The average user rating for this movie is 9.0 (out of 10) based on 6 User Votes

Note: User votes are NOT included in the Metascore calculation.

Riren gave it a9:
Millennium Actress is lost on all cultures outside of Japan's. It's deep and meaningful tapestry of Asian film history is beautiful, but also outside the frame of reference for all but the most informed foreign movie goers. That said, its sentimentality and original execution are inspiring. There may be no tribute to American film that rivals what this does for its homeland. And despite its language barrier, despite the culture barrier, despite it being animated, it will touch you. It's fairly easy to tell when the "real world" and "film world" change off, except when it's intentional. I can't imagine anyone who couldn't understand that part of the movie, and hope to goodness I never become such a person. This one goes down as not just one of the greatest animated drama, not just one of the greatest anime, but truly as a great film.

Chad S. gave it an 8:
Not since "The Purple Rose of Cairo" has "movie love" been explicated with such dazzling results. "Millennium Actress" is a busy film, sometimes so excessively, it leads to discomfort because it doesn't adhere to any rules.

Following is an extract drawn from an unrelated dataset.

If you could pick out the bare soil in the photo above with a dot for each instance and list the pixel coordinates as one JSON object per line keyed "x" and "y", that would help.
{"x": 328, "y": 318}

A key, the actress' memento of an unrequited love, appears in her own life, and in her work. Distinguishing the two can be taxing, if you let it. There's a little of "Mullholland Drive" here, and arguably, "Millennium Actress" might be the first interesting David Lynch knockoff, with emotional resonance to boot. Not so much towards the reclusive actress' angst, but the projection of our own movie star crushes upon the documentarian, who inserts himself in the old films, usurping a role and stealing lines. For an American audience raised on contemporary Disney(who's idea of innovation is "Lilo and Stitch") and cheap TV animation slaughterhouses like Filmation and Hanna-Barbera, the storytelling ambition of this "cartoon" astonishes.